The U.S. government wants to encourage citizens to save for retirement and for advanced education, and one of the best incentives for saving is a tax break. These plans work differently in how the investor ultimately gets the tax break. In a traditional IRA or 401(k), the tax break comes at the beginning on the contributions the saver makes that year.
For example, assume you contribute $5,000 to a traditional IRA or 401(k) plan in 2017 and you make $50,000 in wages and other income that year. When you do your taxes prior to the April 15, 2018, deadline, you will be taxed only on $45,000 of income because you deferred $5,000 that year into your qualified retirement account.
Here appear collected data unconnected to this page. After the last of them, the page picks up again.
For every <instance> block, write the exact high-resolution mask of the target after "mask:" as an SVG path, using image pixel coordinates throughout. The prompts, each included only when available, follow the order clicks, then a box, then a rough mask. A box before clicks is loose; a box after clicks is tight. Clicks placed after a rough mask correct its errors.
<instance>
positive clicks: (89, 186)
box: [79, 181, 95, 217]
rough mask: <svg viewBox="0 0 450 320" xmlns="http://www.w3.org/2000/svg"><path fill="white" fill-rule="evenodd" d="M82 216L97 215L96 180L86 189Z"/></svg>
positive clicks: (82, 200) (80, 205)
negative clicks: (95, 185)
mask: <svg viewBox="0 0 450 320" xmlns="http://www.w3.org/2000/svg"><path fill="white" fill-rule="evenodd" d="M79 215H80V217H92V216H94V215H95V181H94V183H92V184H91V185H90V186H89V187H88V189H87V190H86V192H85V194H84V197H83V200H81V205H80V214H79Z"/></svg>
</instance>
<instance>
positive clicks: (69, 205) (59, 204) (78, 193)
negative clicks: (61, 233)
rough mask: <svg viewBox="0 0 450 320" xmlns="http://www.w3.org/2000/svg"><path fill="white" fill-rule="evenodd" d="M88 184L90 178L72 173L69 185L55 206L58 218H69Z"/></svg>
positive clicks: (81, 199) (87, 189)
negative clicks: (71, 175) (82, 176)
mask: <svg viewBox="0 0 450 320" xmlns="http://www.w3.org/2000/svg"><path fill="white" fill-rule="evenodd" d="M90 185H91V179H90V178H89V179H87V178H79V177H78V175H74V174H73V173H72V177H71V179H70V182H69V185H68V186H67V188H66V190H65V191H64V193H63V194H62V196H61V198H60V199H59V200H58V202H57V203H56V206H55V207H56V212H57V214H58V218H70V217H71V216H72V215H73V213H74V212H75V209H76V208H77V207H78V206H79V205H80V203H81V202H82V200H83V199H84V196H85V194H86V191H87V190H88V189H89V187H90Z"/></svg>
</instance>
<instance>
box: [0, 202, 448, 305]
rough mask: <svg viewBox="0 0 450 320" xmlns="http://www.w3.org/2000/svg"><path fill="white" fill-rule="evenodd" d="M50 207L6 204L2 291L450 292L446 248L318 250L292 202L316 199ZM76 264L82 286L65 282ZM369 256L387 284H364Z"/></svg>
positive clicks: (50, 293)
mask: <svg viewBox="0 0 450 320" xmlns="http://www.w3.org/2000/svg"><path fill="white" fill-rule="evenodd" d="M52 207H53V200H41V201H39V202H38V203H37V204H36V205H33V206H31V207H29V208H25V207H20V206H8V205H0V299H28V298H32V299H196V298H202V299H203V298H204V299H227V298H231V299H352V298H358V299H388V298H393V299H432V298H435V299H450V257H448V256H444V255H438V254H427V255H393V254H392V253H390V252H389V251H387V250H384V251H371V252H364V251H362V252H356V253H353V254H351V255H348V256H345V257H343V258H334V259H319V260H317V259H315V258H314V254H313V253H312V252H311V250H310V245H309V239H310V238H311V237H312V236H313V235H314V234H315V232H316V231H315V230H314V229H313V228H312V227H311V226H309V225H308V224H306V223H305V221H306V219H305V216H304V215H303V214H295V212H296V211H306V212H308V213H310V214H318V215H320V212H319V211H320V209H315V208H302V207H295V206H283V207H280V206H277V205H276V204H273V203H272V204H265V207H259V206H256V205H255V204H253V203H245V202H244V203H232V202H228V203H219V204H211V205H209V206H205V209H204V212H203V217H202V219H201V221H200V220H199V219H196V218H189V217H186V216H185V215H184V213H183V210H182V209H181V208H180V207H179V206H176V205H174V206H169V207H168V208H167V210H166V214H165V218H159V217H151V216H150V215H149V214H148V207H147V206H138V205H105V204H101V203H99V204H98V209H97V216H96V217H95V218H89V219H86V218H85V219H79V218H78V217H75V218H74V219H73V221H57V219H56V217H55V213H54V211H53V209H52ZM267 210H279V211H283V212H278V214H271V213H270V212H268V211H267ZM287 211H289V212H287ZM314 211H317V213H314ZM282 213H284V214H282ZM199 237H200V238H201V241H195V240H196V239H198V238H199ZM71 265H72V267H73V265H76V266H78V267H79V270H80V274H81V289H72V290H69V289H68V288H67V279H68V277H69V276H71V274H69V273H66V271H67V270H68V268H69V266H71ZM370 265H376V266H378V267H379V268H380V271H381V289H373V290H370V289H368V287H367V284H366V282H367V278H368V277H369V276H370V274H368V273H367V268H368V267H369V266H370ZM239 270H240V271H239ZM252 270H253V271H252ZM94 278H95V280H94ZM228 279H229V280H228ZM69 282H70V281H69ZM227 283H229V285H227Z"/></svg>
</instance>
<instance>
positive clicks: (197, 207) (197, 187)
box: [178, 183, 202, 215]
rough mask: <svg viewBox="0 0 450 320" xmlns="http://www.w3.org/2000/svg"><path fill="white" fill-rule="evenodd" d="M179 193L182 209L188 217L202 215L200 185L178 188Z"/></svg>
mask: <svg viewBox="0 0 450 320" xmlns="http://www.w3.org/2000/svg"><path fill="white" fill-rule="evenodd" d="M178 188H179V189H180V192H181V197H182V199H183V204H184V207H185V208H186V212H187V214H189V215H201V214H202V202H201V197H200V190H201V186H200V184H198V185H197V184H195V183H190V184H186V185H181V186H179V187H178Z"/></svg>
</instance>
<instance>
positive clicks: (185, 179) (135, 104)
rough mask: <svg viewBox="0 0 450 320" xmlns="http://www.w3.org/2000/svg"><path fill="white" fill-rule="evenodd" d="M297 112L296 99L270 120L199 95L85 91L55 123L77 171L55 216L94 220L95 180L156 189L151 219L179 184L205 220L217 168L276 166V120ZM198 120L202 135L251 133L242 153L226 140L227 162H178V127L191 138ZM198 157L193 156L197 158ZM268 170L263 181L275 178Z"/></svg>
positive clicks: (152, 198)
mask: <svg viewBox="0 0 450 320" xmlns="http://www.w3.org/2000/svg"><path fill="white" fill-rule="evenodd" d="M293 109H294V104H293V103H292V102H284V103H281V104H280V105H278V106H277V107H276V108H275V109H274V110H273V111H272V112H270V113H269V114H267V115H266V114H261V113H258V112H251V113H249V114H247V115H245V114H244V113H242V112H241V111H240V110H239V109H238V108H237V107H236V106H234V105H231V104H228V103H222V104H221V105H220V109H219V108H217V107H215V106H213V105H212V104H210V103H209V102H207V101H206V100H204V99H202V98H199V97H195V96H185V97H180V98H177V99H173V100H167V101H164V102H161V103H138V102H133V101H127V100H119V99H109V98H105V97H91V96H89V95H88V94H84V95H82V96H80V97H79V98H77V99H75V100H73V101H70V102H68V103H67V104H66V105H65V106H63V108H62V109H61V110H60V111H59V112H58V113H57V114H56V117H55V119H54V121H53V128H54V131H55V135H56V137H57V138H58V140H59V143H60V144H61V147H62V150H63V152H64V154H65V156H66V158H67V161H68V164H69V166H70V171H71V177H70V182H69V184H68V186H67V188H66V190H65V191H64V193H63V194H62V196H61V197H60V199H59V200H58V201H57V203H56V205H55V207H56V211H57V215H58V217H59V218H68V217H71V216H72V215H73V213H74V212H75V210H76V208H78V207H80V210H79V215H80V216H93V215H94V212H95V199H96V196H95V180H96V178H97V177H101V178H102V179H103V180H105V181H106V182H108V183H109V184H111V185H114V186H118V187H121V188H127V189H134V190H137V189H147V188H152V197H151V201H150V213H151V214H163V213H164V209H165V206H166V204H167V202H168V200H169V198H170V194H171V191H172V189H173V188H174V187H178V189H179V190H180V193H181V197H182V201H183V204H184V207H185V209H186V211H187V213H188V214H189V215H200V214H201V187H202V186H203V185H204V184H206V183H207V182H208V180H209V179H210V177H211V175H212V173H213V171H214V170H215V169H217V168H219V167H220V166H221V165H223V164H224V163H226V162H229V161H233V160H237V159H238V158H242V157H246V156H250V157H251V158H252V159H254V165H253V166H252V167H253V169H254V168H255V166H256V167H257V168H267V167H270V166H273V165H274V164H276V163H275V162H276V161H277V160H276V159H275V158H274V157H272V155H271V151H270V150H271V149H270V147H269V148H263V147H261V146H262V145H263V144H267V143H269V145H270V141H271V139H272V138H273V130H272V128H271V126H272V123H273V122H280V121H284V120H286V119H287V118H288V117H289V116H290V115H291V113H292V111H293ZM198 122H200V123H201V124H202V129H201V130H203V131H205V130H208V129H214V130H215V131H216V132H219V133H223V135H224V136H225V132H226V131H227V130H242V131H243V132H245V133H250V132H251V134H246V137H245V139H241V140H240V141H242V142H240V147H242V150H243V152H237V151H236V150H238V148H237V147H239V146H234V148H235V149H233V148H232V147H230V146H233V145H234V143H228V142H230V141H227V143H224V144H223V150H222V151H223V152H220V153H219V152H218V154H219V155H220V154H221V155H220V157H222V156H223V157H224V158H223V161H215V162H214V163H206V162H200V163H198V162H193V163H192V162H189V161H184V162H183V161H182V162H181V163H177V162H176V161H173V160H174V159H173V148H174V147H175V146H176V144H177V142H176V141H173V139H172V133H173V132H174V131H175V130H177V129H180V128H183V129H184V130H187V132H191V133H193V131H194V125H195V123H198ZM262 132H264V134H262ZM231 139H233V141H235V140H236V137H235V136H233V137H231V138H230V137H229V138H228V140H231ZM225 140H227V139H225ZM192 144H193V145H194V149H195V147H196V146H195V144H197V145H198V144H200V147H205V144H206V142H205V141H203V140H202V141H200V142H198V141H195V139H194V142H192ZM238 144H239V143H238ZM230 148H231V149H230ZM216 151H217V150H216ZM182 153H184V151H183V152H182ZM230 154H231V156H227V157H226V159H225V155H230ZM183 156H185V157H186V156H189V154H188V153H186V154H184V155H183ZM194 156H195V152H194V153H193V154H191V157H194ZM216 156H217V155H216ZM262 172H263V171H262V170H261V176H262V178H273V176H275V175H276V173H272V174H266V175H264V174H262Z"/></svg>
Roth IRAs and Roth 401(k) plans have a different tax treatment.
The 529 plan offers a different kind of tax break. In this account, the money that is contributed to the plan in a particular year is before-tax money that does not reduce your taxable income. In other words, if you contribute $5,000 to your child’s 529 plan in 2017 and you make $50,000 in wages and other income that year, your taxable income for 2017 is still $50,000.
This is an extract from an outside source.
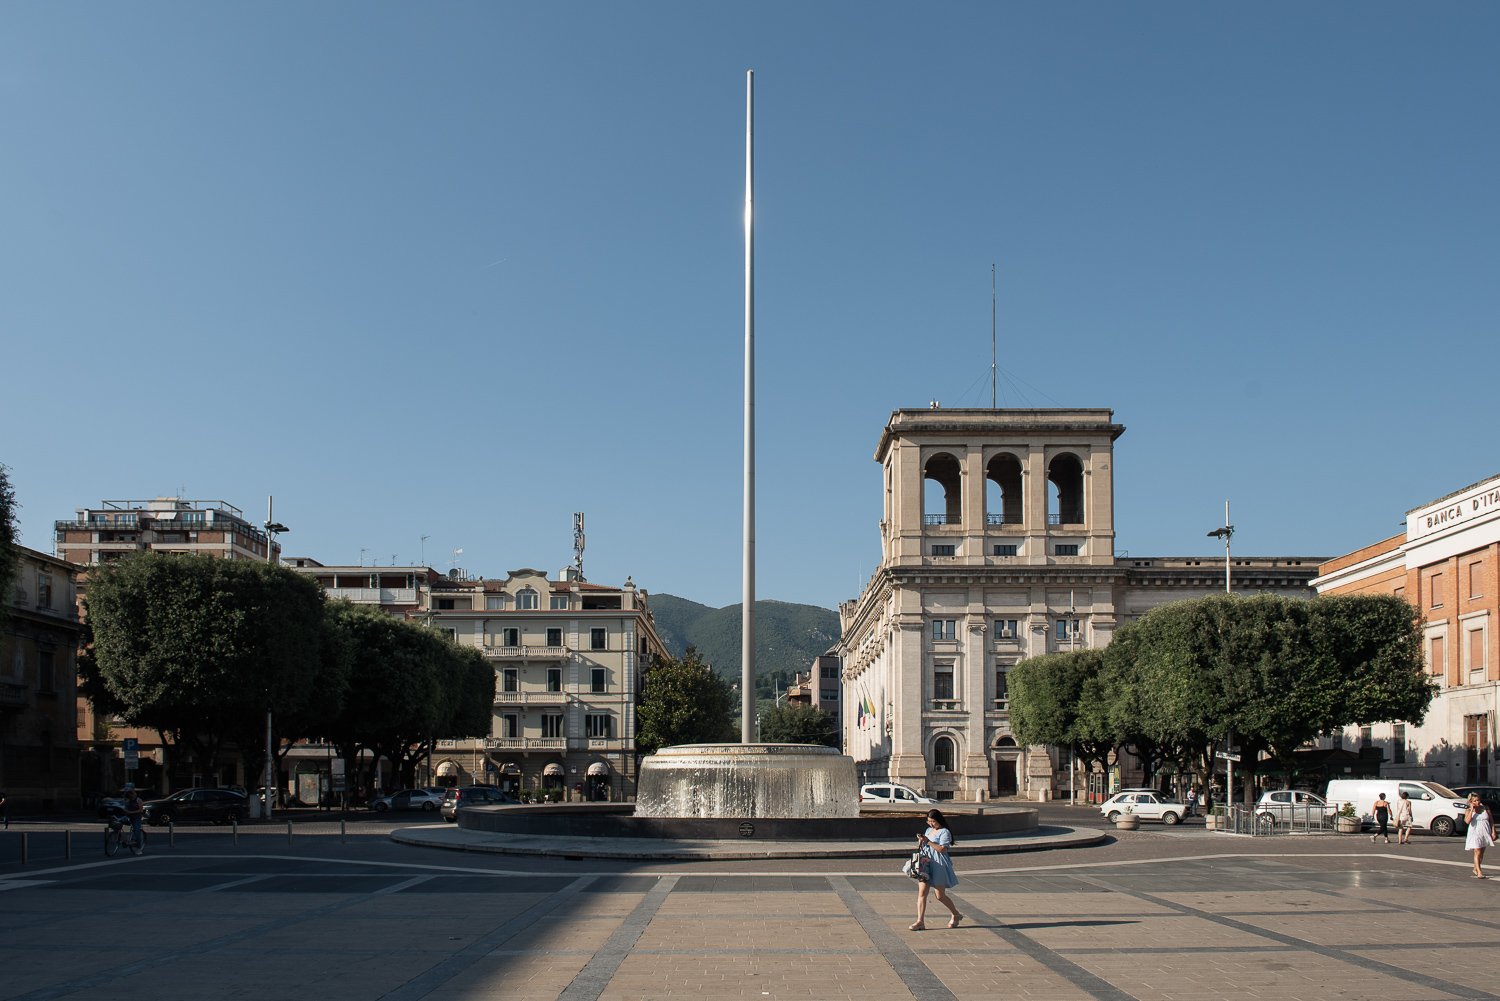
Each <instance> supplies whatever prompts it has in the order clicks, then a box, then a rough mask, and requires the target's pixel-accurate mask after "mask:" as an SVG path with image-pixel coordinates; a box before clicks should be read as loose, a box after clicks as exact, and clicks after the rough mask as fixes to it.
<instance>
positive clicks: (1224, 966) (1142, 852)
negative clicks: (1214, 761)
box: [0, 812, 1500, 1001]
When you do your taxes in the early part of 2018, you will still be taxed on $50,000 of income because the $5,000 did not reduce your taxes in 2017. For a 529 plan, the tax break comes years later, when your child heads to college. Assume that over 12 years of his or her growing up, you contributed $30,000 to your child’s 529 plan. The $30,000 you invested earned $5,000 in capital gains. When you start to take the money out of the 529 plan to pay for qualified college costs, that $5,000 of gains comes out without incurring tax.